The variants were also tested for cleaning performance in a BMI microscope using a sparkling non-biological detergent as described in example 2. In this example, for each condition and subtilisin variant, the cleaning Performance Index (PI) is calculated by dividing the absorbance of the variant minus the blank by the absorbance of the corresponding parent protease at the same concentration. Absorbance values of the parent protease minus blanks at corresponding concentrations of the variant were determined using a standard curve for the parent protease included in the test and generated using a Langmuir (Langmuir) fit or Hill (Hill) S-shape fit (as appropriate).

Tables 11 and 12 show the results of evaluation of the variants consisting of 3 or 4 substitutions in the above subtilisin backbone. The sample IDs in tables 11 and 12 are as follows: the variant of AprL subtilisin carries a BLCARL suffix, the variant of Bgi02446 carries a BG46 suffix, the variant of GG36 carries a GG36 suffix, and the variant of BPN' carries a BPN suffix. All variants reported in these tables show a significant improvement, with at least one of the three detergents evaluated for PI ≧ 1.1, and at least 50% retention of cleaning performance as compared to its respective wild-type parent subtilisin. The PI values in tables 11 and 12 equal to or greater than 4 are shown as ≧ 4. The benefits of multiple substitutions were observed in both these backbone and detergent formulations. In some cases, the same subtilisin variant appears in more than one instance in table 11 to highlight the beneficial features shared by multiple backbones. ND means that the data is uncertain for the particular variant under this condition. All substitutions are listed according to the corresponding position in the BPN numbering (SEQ ID NO: 1). In these tables, the term features correspond to the position of the amino acid of interest at which the substitution is introduced, or in some cases, the amino acid of interest is naturally occurring.

Example 8

Additional substitutions in the subtilisin backbone

A representative group of subtilisin variants of additional parent proteases which contain some of the above characteristics was prepared and tested as described previously. In addition to the variants listed in tables 11 and 12, a series of variants were generated on each parent subtilisin backbone containing three or four amino acid substitutions at the desired position to increase enzyme stability, as described in example 4 (table 9): AprE (e.g., WP _003233171) (SEQ ID NO: 18); WP _082194748 (formerly WP _008359041) (SEQ ID NO: 19); chemgen _164A (SEQ ID NO:2 in U.S. Pat.
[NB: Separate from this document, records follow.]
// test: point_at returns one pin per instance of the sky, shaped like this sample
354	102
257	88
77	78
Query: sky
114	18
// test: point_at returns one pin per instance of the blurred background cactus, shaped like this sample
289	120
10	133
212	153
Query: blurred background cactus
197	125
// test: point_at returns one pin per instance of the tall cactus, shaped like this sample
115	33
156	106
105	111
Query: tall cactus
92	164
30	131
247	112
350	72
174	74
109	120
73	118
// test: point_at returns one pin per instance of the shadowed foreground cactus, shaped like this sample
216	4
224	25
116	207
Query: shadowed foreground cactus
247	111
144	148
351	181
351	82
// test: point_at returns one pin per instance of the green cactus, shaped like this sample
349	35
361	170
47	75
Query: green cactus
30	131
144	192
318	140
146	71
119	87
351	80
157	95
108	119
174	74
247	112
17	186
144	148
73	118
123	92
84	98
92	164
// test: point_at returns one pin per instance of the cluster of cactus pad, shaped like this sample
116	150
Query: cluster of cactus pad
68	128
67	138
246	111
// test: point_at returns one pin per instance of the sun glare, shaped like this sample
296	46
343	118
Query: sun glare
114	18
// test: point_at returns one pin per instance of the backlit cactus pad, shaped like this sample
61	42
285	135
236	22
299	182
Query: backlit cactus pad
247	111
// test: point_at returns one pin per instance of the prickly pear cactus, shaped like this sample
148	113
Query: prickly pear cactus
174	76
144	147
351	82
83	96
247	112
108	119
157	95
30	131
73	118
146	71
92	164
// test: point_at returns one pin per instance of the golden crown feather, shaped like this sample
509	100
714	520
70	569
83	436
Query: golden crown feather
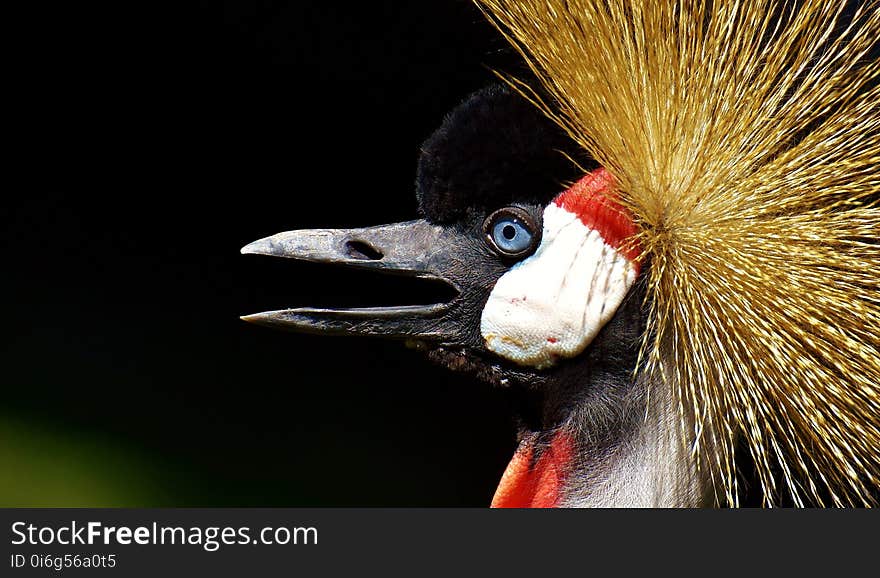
745	139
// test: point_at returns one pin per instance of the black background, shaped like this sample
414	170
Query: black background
158	140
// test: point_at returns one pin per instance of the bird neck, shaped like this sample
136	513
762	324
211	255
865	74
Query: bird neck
651	467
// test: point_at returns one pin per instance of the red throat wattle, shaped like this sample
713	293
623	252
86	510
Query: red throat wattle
535	483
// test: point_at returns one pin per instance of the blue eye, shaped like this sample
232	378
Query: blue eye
511	232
No. 5,275,945) (SEQ ID NO: 20); DSM14391 (SEQ ID NO:13 in WO 2018118917) (SEQ ID NO: 21); BspZ00056 (SEQ ID NO:9 in WO 2016069544) (SEQ ID NO: 22); bba02069 (SEQ ID NO:3 in WO 2016061438) (SEQ ID NO: 23); bad02409 (SEQ ID NO:13 in WO 201069557) (SEQ ID NO: 24); BspAK01305 (SEQ ID NO:6 in WO 2016069569) (SEQ ID NO: 25); BspAI02518 (SEQ ID NO:3 in WO 2015/089441) (SEQ ID NO: 26); and Bpan01744 (SEQ ID NO:3 in WO 2016069563) (SEQ ID NO:27), using a method similar to that described in example 1.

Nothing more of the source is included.